- Country: India
- State: Kerala
- District: Kottayam

Government
- • Body: Kaduthuruty & Mulakkulam panchayath

Languages
- • Official: Malayalam, English
- Time zone: UTC+5:30 (IST)
- PIN: 686604
- Vehicle registration: KL-36
- Nearest city: Kaduthuruthy
- Lok Sabha constituency: Kottayam
- Civic agency: Kaduthuruty & Mulakkulam panchayath
- Climate: Tropical (Köppen)

= Poozhikol =

Poozhikol, also known as Karikkakuzhi, is a remote place in India, which lies in both Kaduthuruthy and Mulakkulam Panchayats in Kottayam district of Kerala.

==Location==
Poozhikol lies in between Appanchira on the south-west, Keezhoor (Njarukunnu) on the north and Mangadu on the east.

==Transportation==
The village, once very remote and agrarian, is now very well connected to near towns by roads. Now a KSRTC venad bus is running a service.

==History==
All the developmental institutions were attributed to the forefathers of the present generation with the efforts of Late Fr.Lukose Manalel, Manalel achan, and Fr.

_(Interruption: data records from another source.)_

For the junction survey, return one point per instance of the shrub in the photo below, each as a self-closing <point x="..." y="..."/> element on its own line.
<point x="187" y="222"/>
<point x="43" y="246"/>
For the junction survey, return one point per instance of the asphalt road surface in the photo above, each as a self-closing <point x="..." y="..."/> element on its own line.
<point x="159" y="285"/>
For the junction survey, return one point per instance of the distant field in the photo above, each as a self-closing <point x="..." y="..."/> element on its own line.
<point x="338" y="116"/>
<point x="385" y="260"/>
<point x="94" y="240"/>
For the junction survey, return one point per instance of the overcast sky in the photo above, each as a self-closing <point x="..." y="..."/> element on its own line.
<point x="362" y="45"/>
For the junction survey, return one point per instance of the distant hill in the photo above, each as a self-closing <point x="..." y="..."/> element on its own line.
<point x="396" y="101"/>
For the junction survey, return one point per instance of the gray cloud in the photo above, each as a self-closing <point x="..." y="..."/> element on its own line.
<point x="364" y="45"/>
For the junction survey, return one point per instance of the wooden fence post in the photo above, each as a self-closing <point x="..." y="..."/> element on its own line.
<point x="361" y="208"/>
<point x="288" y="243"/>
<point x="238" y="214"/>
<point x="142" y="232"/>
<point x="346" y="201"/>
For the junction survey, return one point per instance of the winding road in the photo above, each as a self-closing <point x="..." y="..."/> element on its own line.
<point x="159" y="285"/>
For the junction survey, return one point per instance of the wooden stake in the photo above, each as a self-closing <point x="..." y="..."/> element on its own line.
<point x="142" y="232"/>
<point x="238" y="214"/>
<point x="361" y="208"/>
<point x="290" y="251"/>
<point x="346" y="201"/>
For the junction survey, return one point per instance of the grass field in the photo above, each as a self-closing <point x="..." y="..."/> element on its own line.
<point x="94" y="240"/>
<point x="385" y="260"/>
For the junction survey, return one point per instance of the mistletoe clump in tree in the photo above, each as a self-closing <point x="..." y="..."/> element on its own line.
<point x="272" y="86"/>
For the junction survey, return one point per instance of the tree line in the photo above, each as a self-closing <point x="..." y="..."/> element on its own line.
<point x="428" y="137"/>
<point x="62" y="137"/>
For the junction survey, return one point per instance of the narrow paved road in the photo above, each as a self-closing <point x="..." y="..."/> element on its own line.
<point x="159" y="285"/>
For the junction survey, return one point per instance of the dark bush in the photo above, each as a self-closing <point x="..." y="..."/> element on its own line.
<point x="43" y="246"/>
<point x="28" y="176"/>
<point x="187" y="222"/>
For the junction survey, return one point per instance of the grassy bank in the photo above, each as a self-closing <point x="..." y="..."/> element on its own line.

Jacob Kollaparambil.

==Schools==
There is a lower primary school named St.Luke's LP School and upper primary school named St.Martha's UP School. It has a school for the mentally challenged and an old age home.

==Churches==
Poozhikkol has 3 churches. St.Luke's Knanaya church belongs to Kottayam diocese. St.Antony's church belongs to Pala Dioceses. There is CSI church also present.

==Celebrities==
Former Chief Justice of India Shri K.G Balakrishnan also belong from Poozhikol.